Le modèle économique en question
Pour faire face à ces difficultés, les professionnels des médias en appellent au soutien de l’Etat. Ils demandent une augmentation de l’aide à la presse, au cœur d’une nouvelle polémique à la suite des chiffres révélés par le ministre de la Communication la semaine dernière. Mais, pour Mamadou Thior, membre de la Coordination des Associations de presse (Cap), le soutien de l’Etat seul ne peut suffire, les médias doivent se réinventer s’ils veulent survivre.
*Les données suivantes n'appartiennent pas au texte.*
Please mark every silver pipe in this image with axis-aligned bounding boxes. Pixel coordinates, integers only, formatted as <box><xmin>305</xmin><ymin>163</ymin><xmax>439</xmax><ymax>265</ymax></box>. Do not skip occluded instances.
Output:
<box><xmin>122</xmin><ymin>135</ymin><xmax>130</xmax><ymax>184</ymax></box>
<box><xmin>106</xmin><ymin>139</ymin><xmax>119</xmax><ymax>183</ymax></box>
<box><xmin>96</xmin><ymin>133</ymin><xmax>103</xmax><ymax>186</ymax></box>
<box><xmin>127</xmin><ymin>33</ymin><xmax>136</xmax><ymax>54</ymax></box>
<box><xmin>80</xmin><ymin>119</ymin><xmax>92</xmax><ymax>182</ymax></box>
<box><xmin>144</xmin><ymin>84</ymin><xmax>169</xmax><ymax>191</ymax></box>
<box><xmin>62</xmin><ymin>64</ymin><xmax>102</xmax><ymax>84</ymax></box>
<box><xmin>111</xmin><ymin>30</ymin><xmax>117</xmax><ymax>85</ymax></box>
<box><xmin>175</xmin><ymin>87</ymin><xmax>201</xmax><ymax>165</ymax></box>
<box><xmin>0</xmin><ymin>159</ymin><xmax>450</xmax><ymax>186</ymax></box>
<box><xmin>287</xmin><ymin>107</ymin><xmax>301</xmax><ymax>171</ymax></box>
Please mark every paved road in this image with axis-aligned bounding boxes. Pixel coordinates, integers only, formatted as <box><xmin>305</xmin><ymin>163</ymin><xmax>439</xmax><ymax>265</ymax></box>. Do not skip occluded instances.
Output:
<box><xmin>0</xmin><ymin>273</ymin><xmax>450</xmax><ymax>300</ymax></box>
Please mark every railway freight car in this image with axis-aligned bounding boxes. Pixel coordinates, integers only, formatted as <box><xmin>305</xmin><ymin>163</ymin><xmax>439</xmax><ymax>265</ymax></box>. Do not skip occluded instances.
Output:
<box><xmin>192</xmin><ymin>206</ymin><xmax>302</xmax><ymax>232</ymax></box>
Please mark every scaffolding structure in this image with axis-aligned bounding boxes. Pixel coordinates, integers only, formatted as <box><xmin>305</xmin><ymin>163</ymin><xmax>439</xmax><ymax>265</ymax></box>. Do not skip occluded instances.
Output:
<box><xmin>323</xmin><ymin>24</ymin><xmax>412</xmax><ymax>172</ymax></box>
"Aujourd’hui, les problèmes du secteur sont multiformes et il faut s’arrêter. On let souvent l’accent sur le problème des impôts, mais, c’est assez minime par rapport aux autres problèmes. Le modèle économique, il faut s’interroger parce que le modèle économique qui opère au Sénégal n’est plus viable : vendre des quotidiens à 100 francs, la publicité qui est presque inexistante, c’est pourquoi on se demande d’ailleurs comment beaucoup de médias continuent à fonctionner au jour le jour", plaide-t-il.
Les acteurs des médias sont donc interpellés face aux grands défis qui les attendent car leur survie en dépend. La semaine dernière, le ministre de la Communication a exprimé la volonté de l’Etat à dialoguer avec les patrons de presse pour trouver des solutions afin de surmonter la crise que traverse le secteur. Une volonté dont se sont réjouis les acteurs des médias.